Sander, der seit Jahren ein vertrauensvolles
Verhältnis zu Häberle pflegte, nahm zur Kenntnis, dass die Ermittlungen offenbar
stockten und sich auf ätzende Kleinarbeit beschränkten.
Helmut Bruhn, der wortgewaltige und bisweilen
cholerische Göppinger Kripochef, hatte eine Auskunftssperre verhängt und dies auch
dem Ulmer Oberstaatsanwalt Dr. Ziegler schmackhaft gemacht. »Mich kotzt es an, wie
die Pressefritzen mit der Sache umgehen«, wetterte er, als er endlich Häberle an
der Strippe hatte, »dass eines klipp und klar ist: Das hat nichts mit irgendwelchen
Fußballfunktionären zu tun. Verschonen Sie mich mit irgendwelchen haarsträubenden,
schwachsinnigen Ideen.« Bruhn stockte. »Und kommen Sie mir nicht wieder mit so aberwitzigen
Theorien daher – und vor allem keine Alleingänge, haben wir uns verstanden?«
Häberle grinste seinen Kollegen Linkohr auf
dem Beifahrersitz an. Bruhn hatte sie auf der Fahrt zu Nullenbruchs Villa am Stadtrand
von Nürtingen erreicht. Der Chef-Ermittler war ein kurzes Stück von Aichelberg bis
Kirchheim-West auf der A 8 gefahren und näherte sich nun über Reudern dem Ziel.
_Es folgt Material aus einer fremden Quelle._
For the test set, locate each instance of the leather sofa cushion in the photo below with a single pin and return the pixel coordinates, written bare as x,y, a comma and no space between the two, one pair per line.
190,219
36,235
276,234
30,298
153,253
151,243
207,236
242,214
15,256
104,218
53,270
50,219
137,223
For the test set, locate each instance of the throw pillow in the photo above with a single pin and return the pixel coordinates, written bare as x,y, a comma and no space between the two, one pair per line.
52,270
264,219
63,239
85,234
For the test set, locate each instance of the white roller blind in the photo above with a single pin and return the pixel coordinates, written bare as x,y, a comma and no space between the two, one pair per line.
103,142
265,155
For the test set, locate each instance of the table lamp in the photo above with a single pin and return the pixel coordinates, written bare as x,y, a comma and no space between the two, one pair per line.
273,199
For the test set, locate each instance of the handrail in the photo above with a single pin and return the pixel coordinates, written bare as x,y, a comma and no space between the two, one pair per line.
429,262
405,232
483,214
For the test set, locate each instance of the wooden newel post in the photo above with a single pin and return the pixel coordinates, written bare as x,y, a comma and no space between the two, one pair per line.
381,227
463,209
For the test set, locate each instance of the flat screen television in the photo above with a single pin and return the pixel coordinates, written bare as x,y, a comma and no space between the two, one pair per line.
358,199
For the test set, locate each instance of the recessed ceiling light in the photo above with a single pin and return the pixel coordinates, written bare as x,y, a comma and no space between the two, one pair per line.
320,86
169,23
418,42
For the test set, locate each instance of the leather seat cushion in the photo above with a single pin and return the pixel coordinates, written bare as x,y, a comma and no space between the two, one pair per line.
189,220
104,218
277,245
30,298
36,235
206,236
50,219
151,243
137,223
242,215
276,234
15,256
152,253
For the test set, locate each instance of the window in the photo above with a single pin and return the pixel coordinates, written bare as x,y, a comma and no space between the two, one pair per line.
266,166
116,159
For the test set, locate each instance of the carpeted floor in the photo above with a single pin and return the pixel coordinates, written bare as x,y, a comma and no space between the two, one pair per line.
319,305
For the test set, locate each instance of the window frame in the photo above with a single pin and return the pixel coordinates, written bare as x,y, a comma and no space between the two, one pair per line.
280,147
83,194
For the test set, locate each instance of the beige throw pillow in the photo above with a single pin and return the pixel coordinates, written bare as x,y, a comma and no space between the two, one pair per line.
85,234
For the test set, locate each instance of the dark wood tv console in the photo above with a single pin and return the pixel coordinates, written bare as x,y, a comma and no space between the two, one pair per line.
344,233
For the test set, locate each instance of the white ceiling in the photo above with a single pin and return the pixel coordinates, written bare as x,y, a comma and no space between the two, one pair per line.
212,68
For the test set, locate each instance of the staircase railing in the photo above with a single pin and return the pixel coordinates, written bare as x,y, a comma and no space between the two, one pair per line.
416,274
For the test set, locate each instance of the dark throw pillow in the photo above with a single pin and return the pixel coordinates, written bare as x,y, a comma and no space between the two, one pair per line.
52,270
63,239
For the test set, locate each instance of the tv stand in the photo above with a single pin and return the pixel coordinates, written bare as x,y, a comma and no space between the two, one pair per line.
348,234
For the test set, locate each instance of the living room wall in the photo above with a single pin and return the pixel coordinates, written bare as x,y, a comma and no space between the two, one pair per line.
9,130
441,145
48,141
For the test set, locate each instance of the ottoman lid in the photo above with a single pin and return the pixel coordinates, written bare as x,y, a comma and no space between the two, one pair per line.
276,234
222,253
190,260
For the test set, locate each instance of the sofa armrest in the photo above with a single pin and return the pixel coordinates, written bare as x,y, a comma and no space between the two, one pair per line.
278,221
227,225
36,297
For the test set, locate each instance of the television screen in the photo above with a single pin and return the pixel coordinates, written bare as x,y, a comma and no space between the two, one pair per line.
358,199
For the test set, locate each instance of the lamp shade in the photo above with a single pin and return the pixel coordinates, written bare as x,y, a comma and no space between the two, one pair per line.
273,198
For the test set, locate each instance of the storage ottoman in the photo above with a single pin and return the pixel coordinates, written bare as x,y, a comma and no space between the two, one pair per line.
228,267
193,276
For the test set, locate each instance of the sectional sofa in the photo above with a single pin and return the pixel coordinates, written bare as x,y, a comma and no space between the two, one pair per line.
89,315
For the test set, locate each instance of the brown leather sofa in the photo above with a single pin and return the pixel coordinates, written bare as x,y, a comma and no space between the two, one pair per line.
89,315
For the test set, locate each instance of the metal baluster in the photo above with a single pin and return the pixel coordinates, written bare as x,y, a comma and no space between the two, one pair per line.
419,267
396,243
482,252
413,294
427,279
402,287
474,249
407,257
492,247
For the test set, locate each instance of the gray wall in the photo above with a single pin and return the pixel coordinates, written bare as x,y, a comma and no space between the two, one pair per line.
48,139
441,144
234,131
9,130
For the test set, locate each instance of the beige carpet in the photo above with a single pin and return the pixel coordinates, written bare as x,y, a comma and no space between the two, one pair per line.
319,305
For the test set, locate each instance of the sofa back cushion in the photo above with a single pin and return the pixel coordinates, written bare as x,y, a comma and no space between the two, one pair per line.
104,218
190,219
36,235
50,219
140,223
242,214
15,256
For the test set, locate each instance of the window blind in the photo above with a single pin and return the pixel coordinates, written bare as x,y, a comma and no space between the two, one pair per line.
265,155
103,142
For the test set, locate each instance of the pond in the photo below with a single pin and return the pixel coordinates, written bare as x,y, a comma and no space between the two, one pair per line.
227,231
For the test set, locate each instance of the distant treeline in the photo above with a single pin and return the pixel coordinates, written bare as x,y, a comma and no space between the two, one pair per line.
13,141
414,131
»Nach Aktenlage geht’s in dem Fall um eine
Beziehungsgeschichte zwischen provinziellen Sportfunktionären. Vielleicht sogar
um Weibergeschichten, wie Sie doch immer zu sagen pflegen. Hüten sie sich also davor,
in die Sache mehr hineinzuinterpretieren als dahinter steckt.« Bruhns Stimme überschlug
sich im Lautsprecher der Freisprechanlage. »Und sagen Sie das auch dem Linkohr.
Ich will saubere Ermittlungsarbeit, keine Spekulationen.« Noch bevor die beiden
Kriminalisten etwas antworten konnten, hatte Bruhn die Leitung getrennt.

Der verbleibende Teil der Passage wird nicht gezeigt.